I'm going to try to avoid sounding like a broken record tonight. It's going to be a challenge, because this team's poor performances follow such a pattern, but I'll give it a shot. First, let's focus on the positive. Andre Iguodala and Andre Miller did everything you can ask of your best players, and then some. They deserved better than a 98-91 loss to the Hornets. We'll get to the rest of the team after the jump.

Well, my keys to the game were almost on the money, only they didn't result in a win. Iguodala went for 25+ (30, to be exact) and Speights nearly saw 20 minutes of action (19). It still wasn't enough.

If you want to know why the Sixers lost this game (and keep in mind, we aren't going to mention three-point defense because that falls into the broken record category) , there's one simple reason. Pick and roll defense. I had a feeling this would be the case, so I decided to track how they would defend the pick and roll.

Here's what happened, I tracked how the Sixers defended it and the result of the play, in parens:

First half

  1. Switch (missed jumper)
  2. Fight through (foul, non-shooting)
  3. Switch (made jumper)
  4. Switch (made layup)
  5. Switch (missed jumper)
  6. Double (foul on shot)
  7. Double (made three)
  8. Double (missed jumper)
  9. Double (made three)
  10. Switch (turnover)
  11. Double (made jumper)
Third Quarter

  1. Double (missed jumper)
  2. Double (made layup)
  3. Double (dunk)
  4. Switch (missed 3)
  5. Switch (missed jumper)
  6. Switch (turnover)
Fourth Quarter

  1. Under (missed jumper)
  2. Switch (foul, non-shooting)
  3. Double (missed jumper)
  4. Double (foul, non-shooting)
  5. Double (made three)
  6. Fight through (lob, dunk)
  7. Double (foul, shooting)
  8. Double (turnover)
  9. Double (no shot)
  10. Switch (made three)
  11. Double (missed jumper)
  12. Double (made three)
  13. Double (made jumper)
The raw numbers don't look too bad, but what you don't see here is how the P&R defense allowed the Hornets to own the offensive glass.

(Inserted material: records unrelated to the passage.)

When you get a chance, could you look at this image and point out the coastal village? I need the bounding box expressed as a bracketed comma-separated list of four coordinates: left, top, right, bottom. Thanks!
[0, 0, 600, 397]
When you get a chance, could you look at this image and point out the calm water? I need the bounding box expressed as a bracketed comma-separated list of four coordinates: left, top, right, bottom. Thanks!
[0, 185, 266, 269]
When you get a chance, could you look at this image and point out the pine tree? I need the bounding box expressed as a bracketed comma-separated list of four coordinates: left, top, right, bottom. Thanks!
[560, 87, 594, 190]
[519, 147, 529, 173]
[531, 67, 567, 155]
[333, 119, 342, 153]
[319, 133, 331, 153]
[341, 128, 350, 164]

The Hornets had 17 offensive boards, and those boards would cost them the game in the fourth.

I also have to add that the Sixers got lucky tonight. Chris Paul's jumper was off from the get-go, had he been hitting, he would've had the opportunity to drop about 50. The Sixers were, by and large, confused by the pick and roll, and couldn't decide how they'd defend it. Every time they tried to double Paul, the double was lazy and Paul would split it. Lou Williams played a hands-off defense against the pick, basically running away from it and creating a sort of zone effect which gave Paul about 8 feet of air space to work with. Of the bigs, I agree with Bob Salmi, Speights was the best big at defending the P&R, that's probably why he saw extended minutes. In fact, Speights was also the team's best rebounder, and while this was, by far, his worst offensive game of the season, his play was overall a positive.

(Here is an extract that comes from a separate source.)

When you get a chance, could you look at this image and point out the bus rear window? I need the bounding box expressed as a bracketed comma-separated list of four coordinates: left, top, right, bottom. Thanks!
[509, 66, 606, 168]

I started this post out by saying you can't blame the Andres. Here's what I meant.

Andre Miller + Andre Iguodala = 23/34 from the floor (68%), 10/10 from the line (100%) for 58 points.

The rest of the team = 13/56 from the floor (23%), 5/8 from the line (62%) for 33 points.

When you have your two best players both go off for huge games, it should be a win. Plain and simple. The rest of the team let those guys down tonight in a big way.

Players of The Game:
Andre #1 and Andre #2
Team Record: 29-30
Up Next: @ Memphis on Saturday.

We have four off days to fill up, I have one idea for a statistical/graphical way to look at games that I'll try out, we'll talk some on-court strategy, on both sides of the ball and hopefully forget about these past two games before what should be a successful stretch of upcoming games.